# Wer möchte mir ein psd in ai konvertieren?



## mrepox (16. November 2005)

Hallo Leute,

ich habe eine Grafik für ein Lasercut entworfen und stehe vor dem Problem das es mindestens in Adobe Illustrator Format sein muss.

Ich selber habe nur Photoshop. Es ist also ein Format gefragt, welches der Metallbetrieb generieren kann(Vektor).

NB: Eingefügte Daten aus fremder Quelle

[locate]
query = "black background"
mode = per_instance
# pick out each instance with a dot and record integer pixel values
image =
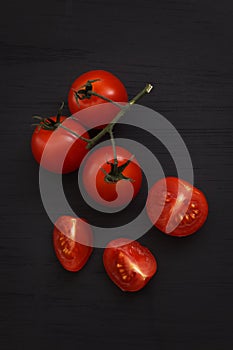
(185, 46)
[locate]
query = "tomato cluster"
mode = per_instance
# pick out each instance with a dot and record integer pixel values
(59, 145)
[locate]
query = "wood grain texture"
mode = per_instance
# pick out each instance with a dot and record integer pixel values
(185, 46)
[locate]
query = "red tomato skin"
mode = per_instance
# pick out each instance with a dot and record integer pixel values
(63, 147)
(129, 264)
(109, 86)
(93, 177)
(197, 211)
(64, 228)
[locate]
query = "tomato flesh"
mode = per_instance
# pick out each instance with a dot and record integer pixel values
(176, 207)
(129, 264)
(72, 240)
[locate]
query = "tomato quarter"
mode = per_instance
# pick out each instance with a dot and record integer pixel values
(72, 240)
(96, 173)
(176, 207)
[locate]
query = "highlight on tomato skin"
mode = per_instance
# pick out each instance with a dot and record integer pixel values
(73, 242)
(129, 264)
(176, 207)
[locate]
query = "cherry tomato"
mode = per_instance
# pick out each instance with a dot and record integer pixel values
(129, 264)
(98, 82)
(111, 190)
(63, 150)
(72, 241)
(176, 207)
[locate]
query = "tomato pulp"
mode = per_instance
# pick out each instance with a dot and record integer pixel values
(129, 264)
(176, 207)
(73, 242)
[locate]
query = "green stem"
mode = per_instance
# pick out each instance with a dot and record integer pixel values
(59, 113)
(104, 98)
(113, 146)
(110, 126)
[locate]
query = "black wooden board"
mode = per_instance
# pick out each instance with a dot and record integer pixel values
(185, 48)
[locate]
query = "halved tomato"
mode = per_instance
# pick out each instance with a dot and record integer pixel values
(73, 242)
(176, 207)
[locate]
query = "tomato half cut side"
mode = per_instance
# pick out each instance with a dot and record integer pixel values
(176, 207)
(129, 264)
(73, 242)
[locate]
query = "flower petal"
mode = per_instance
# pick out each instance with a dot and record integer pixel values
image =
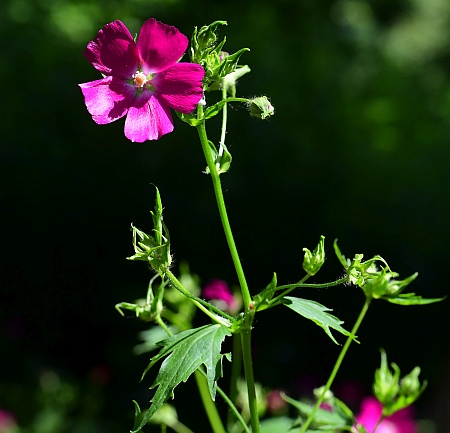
(160, 46)
(148, 121)
(107, 99)
(180, 86)
(113, 51)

Hat jemand die Möglichkeit meine Vorlage zu ändern? Es ist Schwarz-Weiß recht simpel gehalten.

Greetz, mrepox


----------



## thecamillo (16. November 2005)

Beantwortet das Deine Frage?

Ansonsten in Pfade konvertieren! Die Auflösung fürn Plott kannst dir ja errechnen!

gruss


----------



## mrepox (16. November 2005)

Ich weiss nicht, was kommt dabei heraus? Eine Vektorgrafik die man zum lasern nutzten kann?


----------



## thecamillo (16. November 2005)

Lasern, Plottern wo liegt da der Unterschied wenn Vektorgrafik bzw. Pfade die Bezugspunkte sind! Ich kenn deine Spezifikationen nicht!

gruss thecamillo


----------



## mrepox (16. November 2005)

Ich habe keine Ahnung von Vektorgrafiken. Es geht mir darum:

Ich habe eine Grafik unter Photoshop erstellt, welche zu lasern gilt.
Der Metallbetrieb stellt eine Vektorgrafik zu Forderung.
Wie geht man nun vor? Es ist ja keine Vektorgrafik unter PS.
Reicht da ein exportieren ins AI Format?
Wahrscheinlich nicht.

Also wer kann da helfen?


----------



## am0s (16. November 2005)

Servus,

also die Sache ist halt die: Wenn du die grafik in PS erstellt hast, haste wahrscheinlich n Pixelbild, keine Vektorgrafik. Allerdings kannst du in PS mit Vektoren arbeiten, diese kannst du dann auch wie thecamillo schon gesagt hast für "für Illustrator exportieren", dann sollte das auch laserbar sein.


----------



## mrepox (16. November 2005)

Dann erzähl mir doch bitte mal wie man mit Vektoren arbeitet, oder wie ich meine Grafik in Pfade konvertiere... 
Ich bin schon am suchen, komme aber nicht dahinter

Gruss


----------



## 555 (17. November 2005)

Poste mal die psd Datei, dann wandele ich sie dir um,
falls du das hier nicht öffentlich posten willst schick mir ein PN


----------